Dell Turnaround Plan Gets Mixed Reviews

An ambitious plan to re-ignite Dell Inc.'s fortunes has met a mixed response among analysts and investors apparently split over how well -- and how quickly -- the computer maker can reinvent itself as an all-in-one technology juggernaut.

In the company's first earnings conference call with analysts in more than a year, CEO and founder Michael Dell and Chief Financial Officer Don Carty on Thursday said to expect continued restructuring costs and layoffs. Also weighing on the bottom line will be acquisitions and what Carty described as a slower decline in component costs.

Michael Dell outlined a long-term strategy focusing on five key markets and products, including hardware for consumers, software and other products for small and midsize businesses, and lucrative business software services, where Dell manages other companies' computer systems.

"As we reshape the business here, clearly the intent is to grow cash flow considerably over time," he said. "There's a lot of upside for us in the places that are growing the fastest."

The update came as Dell reported a 27 percent increase in third-quarter earnings that it said was buoyed by growth in markets overseas, solid demand for notebooks and falling prices for memory chips and other components.

"They seemed to be trying to dampen enthusiasm for what will be the fourth quarter," said analyst Roger Kay, president of Endpoint Technologies Associates Inc. "The bottom line keeps drifting further into the future.
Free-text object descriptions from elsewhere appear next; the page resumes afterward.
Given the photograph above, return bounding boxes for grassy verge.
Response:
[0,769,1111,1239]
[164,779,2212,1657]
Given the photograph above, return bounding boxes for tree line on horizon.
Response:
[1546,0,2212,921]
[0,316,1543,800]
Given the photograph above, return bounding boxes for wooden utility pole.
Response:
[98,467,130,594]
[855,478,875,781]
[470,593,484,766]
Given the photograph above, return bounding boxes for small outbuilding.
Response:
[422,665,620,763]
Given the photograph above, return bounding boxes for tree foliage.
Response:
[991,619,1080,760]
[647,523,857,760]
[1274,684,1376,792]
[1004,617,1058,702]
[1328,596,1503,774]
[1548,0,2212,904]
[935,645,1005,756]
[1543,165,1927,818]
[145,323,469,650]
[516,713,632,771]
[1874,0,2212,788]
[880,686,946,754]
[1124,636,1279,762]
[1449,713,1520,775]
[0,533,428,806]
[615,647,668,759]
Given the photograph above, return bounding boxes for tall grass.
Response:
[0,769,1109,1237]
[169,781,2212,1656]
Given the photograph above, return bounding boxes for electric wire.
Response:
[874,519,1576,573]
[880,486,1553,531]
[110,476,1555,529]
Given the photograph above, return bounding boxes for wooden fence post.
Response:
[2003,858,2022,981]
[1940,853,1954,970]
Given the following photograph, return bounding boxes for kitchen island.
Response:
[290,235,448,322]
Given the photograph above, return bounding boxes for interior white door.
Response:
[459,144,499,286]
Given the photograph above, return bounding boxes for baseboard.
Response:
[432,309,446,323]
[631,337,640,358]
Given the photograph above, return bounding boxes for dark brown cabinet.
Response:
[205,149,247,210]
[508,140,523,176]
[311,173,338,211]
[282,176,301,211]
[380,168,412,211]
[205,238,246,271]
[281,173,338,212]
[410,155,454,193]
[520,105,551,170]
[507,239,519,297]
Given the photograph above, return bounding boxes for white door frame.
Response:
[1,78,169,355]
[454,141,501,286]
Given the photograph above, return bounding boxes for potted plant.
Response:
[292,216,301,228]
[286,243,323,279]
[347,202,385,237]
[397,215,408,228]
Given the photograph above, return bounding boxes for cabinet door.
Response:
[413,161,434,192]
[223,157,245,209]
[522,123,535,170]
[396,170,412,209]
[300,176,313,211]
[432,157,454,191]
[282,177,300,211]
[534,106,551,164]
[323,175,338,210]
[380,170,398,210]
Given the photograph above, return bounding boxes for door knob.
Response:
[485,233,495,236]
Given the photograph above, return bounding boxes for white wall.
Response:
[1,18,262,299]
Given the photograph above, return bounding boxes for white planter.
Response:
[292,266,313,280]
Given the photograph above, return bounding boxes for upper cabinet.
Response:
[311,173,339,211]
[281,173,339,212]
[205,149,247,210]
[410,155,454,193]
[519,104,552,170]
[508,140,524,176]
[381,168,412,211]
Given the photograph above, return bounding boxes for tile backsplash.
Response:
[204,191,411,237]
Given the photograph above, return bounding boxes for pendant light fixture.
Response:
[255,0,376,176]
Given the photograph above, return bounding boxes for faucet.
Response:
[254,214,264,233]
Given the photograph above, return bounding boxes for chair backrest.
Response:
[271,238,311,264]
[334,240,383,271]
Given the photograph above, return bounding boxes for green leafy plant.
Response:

And Wall Street? They aren't exactly known for their patience."

Kay said Dell's quandary is how to achieve a long-term turnaround while maintaining profitability each quarter. He said the turnaround is taking longer than he would have anticipated.

Dell said Thursday it earned $766 million, or 34 cents per share, in the three months ended Nov. 2. That was up from $601 million, or 27 cents per share, in revised figures from the same quarter a year ago. Revenue grew 9 percent to $15.64 billion.

The results fell just shy of analyst expectations. Analysts surveyed by Thomson Financial were expecting the Round Rock company to post profits of 35 cents per share on revenue of $15.34 billion.

Other analysts were less critical than Kay. Samir Bhavnani at The NPD Group said Dell's challenge is to deliver on its promises, however long it takes.

"Dell is a gigantic ship and it takes forever for moves to really start having an impact," he said. "They've made the right first decisions, which are the hard decisions."

Investors' view was distinctly pessimistic Thursday evening. After Dell shares rose 1.6 percent in regular trading to close at $28.14, they fell almost 10 percent after hours, to $25.36.

It's been a rough time for Dell since August 2006, when the computer giant first disclosed an internal accounting investigation and issued a massive notebook battery recall. A few months later, Dell lost its No. 1 position in the PC market to rival Hewlett-Packard Co.

Extensive changes have followed, including the return of Michael Dell as CEO, the appearance of some consumer products in retail stores, and layoffs that will amount to about 10 percent of the company's work force.

HP continues to expand, however, and now leads Dell by nearly 5 percentage points, commanding 20 percent of the U.S. market, compared with Dell's roughly 15 percent, according to the latest data from market researcher IDC.

During the quarter, Dell shipped about 9.9 million computers worldwide, compared with HP's 12.8 million, according to research company Gartner Inc. Dell held about 14.4 percent of the worldwide PC market, down from 15.9 percent a year earlier and below HP's 18.6 percent.

Michelle Warren, senior research analyst with Info-Tech Research Group, said it was good to hear Dell's growth plan. Short-term hiccups, including restructuring, don't worry her.

"They've got this plan in place and it's a plan that will take them to a successful ending," Warren said. "It might be a new Dell to those who are outside looking in, but I think it still has the same pedigree that made them into the largest PC company a couple of years ago."

Dell has 89,100 temporary and permanent employees worldwide. Carty suggested the 10 percent work force trim is a moving target because recent acquisitions have added many workers.

The company also plans to restart its share buyback program in December. The program was suspended in August. An annual shareholders meeting is scheduled for Tuesday.